The story is about many things: human v animal survival; surrender and sacrifice; truth v a better truth; and of course, as is openly stated, “I have a story that’ll make you believe in God.”
When I screened it at Tucker Theatre March 29, it was the ninth time I’d seen Life of Pi. Like many others, I had assumed that this tremendous book would be just that – a fantastic, but unfilmable novel.
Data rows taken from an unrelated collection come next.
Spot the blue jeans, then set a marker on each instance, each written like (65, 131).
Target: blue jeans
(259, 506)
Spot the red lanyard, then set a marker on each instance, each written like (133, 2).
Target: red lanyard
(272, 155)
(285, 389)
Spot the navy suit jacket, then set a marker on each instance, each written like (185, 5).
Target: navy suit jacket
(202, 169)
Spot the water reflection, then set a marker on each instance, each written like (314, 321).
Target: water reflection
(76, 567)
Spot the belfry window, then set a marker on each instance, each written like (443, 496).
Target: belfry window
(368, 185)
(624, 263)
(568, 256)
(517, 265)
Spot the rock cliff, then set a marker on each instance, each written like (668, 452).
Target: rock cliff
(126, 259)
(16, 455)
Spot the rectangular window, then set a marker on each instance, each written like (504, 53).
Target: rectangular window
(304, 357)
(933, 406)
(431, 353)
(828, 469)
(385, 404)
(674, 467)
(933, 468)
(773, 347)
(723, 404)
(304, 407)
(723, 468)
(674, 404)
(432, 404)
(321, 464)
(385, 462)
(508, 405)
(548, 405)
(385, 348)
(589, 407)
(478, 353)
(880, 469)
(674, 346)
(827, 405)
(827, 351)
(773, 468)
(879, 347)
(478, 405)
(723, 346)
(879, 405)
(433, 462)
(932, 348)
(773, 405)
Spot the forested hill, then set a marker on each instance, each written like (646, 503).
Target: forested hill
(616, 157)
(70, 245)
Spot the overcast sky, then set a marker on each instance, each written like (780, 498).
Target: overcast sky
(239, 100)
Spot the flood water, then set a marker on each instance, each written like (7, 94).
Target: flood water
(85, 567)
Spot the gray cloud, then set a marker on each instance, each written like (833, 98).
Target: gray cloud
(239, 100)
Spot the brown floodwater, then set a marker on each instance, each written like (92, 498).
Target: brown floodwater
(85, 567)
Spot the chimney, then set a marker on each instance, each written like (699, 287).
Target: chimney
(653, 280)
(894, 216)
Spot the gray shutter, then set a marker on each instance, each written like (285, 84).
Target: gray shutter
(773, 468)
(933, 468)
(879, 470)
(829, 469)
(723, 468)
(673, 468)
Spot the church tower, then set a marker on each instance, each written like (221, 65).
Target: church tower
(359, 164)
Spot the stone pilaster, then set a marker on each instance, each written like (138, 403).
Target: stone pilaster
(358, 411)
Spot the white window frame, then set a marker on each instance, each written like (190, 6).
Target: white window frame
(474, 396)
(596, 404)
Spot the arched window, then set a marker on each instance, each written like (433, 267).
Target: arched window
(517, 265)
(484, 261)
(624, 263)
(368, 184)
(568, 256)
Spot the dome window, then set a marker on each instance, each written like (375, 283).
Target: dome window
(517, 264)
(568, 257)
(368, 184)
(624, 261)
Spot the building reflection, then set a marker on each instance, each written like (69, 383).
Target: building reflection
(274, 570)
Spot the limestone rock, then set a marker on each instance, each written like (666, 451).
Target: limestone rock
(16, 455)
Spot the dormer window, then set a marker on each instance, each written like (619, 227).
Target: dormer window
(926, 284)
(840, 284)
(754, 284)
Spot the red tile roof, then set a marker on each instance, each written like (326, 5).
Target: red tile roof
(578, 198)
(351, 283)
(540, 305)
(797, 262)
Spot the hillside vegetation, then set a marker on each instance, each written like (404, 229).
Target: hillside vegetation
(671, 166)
This time, two things were different: I watched it with people familiar with Hinduism and I read “Screening Belief: The Life of Pi, Computer Generated Imagery, and Religious Imagination” by Rachel Wagner, in which she suggests that the film’s visionary splendour supplants and supersedes that of the book.
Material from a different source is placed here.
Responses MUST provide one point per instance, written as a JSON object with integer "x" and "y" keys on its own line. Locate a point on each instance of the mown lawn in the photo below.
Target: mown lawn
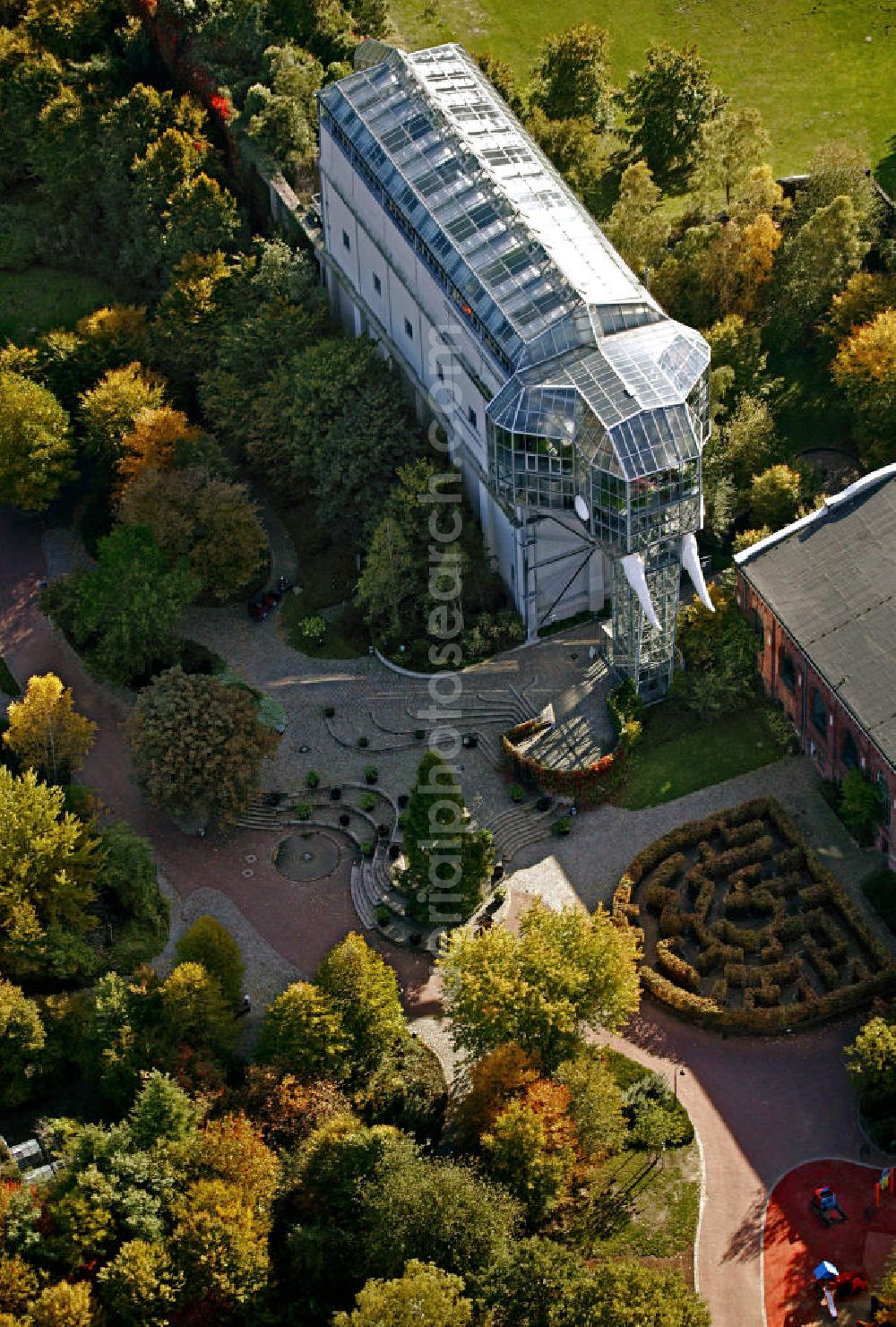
{"x": 696, "y": 758}
{"x": 807, "y": 66}
{"x": 41, "y": 298}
Sneha and her friend Aayush hadn’t been in Wales 24 hours from majority-Hindu India when they watched it, and while I had asked everyone there to think about the images they saw from a particular faith tradition, I was particularly curious about their reaction. I was not prepared for the complete Vishnu/Hindu interpretation that Sneha and Aayush saw: from thanking Vishnu for coming in the form of a fish, to “Thank you Vishnu for introducing me to Christ,” and – finally, the identity of the mysterious Sleeping Man Island (spoiler: it’s Vishnu again). This, along with the particles of light everywhere in the film, and one could make a claim that Pi’s other religions pale in comparison.
But Pi’s Ark indeed has many inhabitants, and they’re not just animals. Wagner shows visual examples that Buddhism and the Jewish Kabbalah also make strong impressions which I had not thought about.
Wagner’s main point, however, is that Ang Lee’s film has gone beyond the scope of the novel by showing us a “carefully calibrated” reality that Martel can only ask us to imagine. By using incredible CGI (if ever a special effects Oscar was deserved, this was it) to show the ordinary in a realistic and yet beautiful way, Pi mimics religion at its finest: “[i]t shows us an ideal state of affairs and invites our immersion in that system…(it) uses digital techniques to represent the ordinary in extraordinary ways: the earthy grounds of a zoo, the tumultuous waves of the ocean, and the rippling muscles of a Bengal tiger.”
As Interfaith scholars, many of us are called to tell “the better story,” and while we may not be able to make it as visually rich and as entertaining as Ang Lee, his film can certainly lead to a springboard for many religiously-rich conversations.